In December of 2013, the European Space Agency (ESA) launched the Gaia mission. Since that time, this space observatory has been busy observing over 1 billion astronomical objects in our galaxy and beyond – including stars, planets, comets, asteroids, quasars, etc. – all for the sake of creating the largest and most precise 3D space catalog ever made.
The ESA has also issued two data releases since then, both of which have led to some groundbreaking discoveries. The latest comes from the Leiden Observatory, where a team of astronomers used Gaia data to track what they thought were high-velocity stars being kicked out of the Milky Way, but which actually appeared to be moving into our galaxy.
The study which described their findings was recently published in the Monthly Notices of the Royal Astronomical Society – titled “Gaia DR2 in 6D: Searching for the fastest stars in the Galaxy“. The study was led by Tommaso Marchetti, a PhD candidate from the Leiden Observatory, and included Elena Rossi (an associate professor at Leiden) and Anthony Brown – the chair of the Gaia Data Processing and Analysis Consortium (DPAC) Executive.
For the sake of their study, the team consulted data from Gaia’s second data release (DR2) – which occurred on April 25th, 2018, and is based on observations made between July 25th, 2014, and May 23rd, 2016. Contained within this data were the positions, parallaxes and proper motions for about 1.3 billion stars, which includes those that are traveling around our galaxy at hundreds of kilometers per second.
Astronomers are interested in these stars because their motions can provide clues about the past history of the Galaxy. The fastest class of these stars are hypervelocity stars (HVS), which travel at speeds of up to 700 km/s (435 mi/s) at distance of between 100 and 50,000 light-years from the galactic center. These stars are believed to have originated in the core of our galaxy before being ejected, thanks to interactions with the Supermassive Black Hole (SMBH) at its center.
So far, only about 20 hypervelocity stars have been discovered in our galaxy, but Gaia’s recently published second data release provides a unique opportunity to look for more of them. As study co-author Elena Maria Rossi explained in a recent Royal Astronomical Society press release:
“Of the seven million Gaia stars with full 3D velocity measurements, we found twenty that could be travelling fast enough to eventually escape from the Milky Way.”
Contrary to what they were expecting though, the team found that most of the HVSs they spotted were racing towards the center of the Milky Way and not away from it. So rather than being stars that were kicked out of our galaxy, it is entirely possible that they are intergalactic interlopers that came from the Large Magellanic Cloud or from an even more distant galaxy. If true, then these stars will carry the imprint of their site of origin.
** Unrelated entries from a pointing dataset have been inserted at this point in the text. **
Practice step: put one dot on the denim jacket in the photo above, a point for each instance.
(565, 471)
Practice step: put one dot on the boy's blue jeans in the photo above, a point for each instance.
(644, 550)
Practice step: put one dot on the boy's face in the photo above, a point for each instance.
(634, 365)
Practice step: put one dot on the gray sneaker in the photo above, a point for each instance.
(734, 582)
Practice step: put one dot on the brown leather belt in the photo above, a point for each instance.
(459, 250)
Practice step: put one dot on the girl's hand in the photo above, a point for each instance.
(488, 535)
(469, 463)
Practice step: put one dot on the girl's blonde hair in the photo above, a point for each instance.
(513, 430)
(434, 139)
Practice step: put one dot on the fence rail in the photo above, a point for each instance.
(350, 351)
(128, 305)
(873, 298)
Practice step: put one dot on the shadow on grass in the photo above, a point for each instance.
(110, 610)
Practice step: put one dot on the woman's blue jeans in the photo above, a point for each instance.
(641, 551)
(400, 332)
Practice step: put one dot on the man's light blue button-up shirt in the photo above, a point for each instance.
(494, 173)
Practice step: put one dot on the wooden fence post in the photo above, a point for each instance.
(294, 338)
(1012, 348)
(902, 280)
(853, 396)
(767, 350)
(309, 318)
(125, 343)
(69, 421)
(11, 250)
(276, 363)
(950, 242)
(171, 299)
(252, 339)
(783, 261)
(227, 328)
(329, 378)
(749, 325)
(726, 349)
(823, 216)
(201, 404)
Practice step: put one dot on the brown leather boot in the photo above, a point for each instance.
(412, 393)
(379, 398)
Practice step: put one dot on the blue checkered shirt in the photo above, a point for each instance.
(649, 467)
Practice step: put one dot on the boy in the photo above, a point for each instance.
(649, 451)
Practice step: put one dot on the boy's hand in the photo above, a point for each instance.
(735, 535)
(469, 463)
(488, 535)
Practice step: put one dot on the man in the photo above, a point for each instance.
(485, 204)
In much the same way that studying Martian meteorites can teach us about Mars’ structure and composition, the study of these stars could tell us much about the nature of stars in another galaxy. The fact that these HVSs are traveling through our galaxy also affords astronomers the opportunity to study extra-galactic stars at a much closer distance than would otherwise be possible. As Elena explained:
“Stars can be accelerated to high velocities when they interact with a supermassive black hole. So the presence of these stars might be a sign of such black holes in nearby galaxies. But the stars may also have once been part of a binary system, flung towards the Milky Way when their companion star exploded as a supernova. Either way, studying them could tell us more about these kinds of processes in nearby galaxies.”
The research team acknowledges that there is another possibility. Essentially, these newly identified HVSs may have originated in our galaxy’s halo, but were then accelerated and pushed inwards when the Milky Way began making contact with one of the many dwarf galaxies it merged with during its history. Looking ahead, the team hopes to obtain more information about the age and composition of the stars using ground-based telescopes.
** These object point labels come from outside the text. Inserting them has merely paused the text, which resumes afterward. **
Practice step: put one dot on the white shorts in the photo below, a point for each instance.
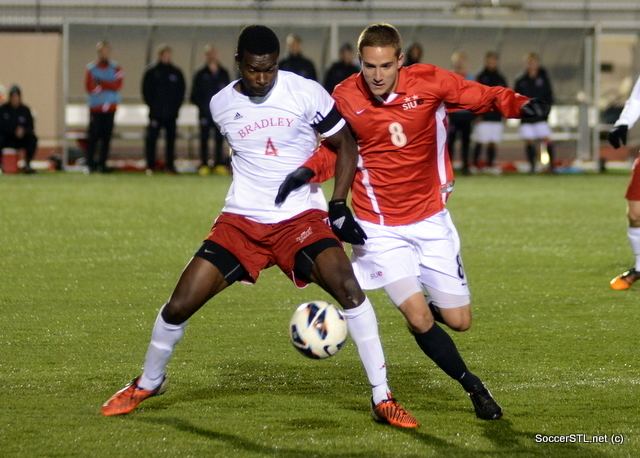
(535, 131)
(488, 132)
(429, 250)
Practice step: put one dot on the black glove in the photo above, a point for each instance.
(618, 136)
(535, 109)
(343, 224)
(294, 180)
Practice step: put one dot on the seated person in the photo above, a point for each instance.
(16, 128)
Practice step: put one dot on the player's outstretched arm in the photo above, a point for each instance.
(347, 159)
(299, 177)
(618, 136)
(628, 117)
(342, 222)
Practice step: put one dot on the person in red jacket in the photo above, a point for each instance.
(399, 194)
(103, 81)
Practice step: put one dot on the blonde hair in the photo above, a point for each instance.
(382, 35)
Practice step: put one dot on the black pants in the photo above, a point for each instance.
(219, 158)
(153, 131)
(460, 127)
(100, 131)
(28, 143)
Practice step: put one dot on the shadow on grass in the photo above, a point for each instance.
(242, 443)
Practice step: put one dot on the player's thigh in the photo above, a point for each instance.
(633, 212)
(386, 257)
(416, 311)
(199, 282)
(438, 244)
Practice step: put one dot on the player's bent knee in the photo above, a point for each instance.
(458, 320)
(460, 324)
(175, 313)
(352, 292)
(633, 215)
(420, 323)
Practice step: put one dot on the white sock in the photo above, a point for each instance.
(363, 328)
(164, 338)
(634, 239)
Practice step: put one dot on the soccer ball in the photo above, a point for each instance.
(318, 329)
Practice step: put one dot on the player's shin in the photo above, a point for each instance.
(437, 345)
(363, 329)
(164, 338)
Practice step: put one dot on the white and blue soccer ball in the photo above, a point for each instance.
(318, 329)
This data will help the team narrow down the nature and origin of these stars with greater accuracy. In addition, two more data releases are planned for the Gaia mission, with DR3’s release scheduled for 2021 while the final release (barring mission extensions) remains TBD. Each of these data releases will provide new and more precise information on a larger set of stars. As co-author Anthony Brown indicated:
“We eventually expect full 3D velocity measurements for up to 150 million stars. This will help find hundreds or thousands of hypervelocity stars, understand their origin in much more detail, and use them to investigate the Galactic center environment as well as the history of our Galaxy.”
These latest results once again demonstrate just how effective the Gaia observatory has been in its mission. Between now and the final release of data, many more exciting discoveries about our galaxy and its surroundings are expected to be made.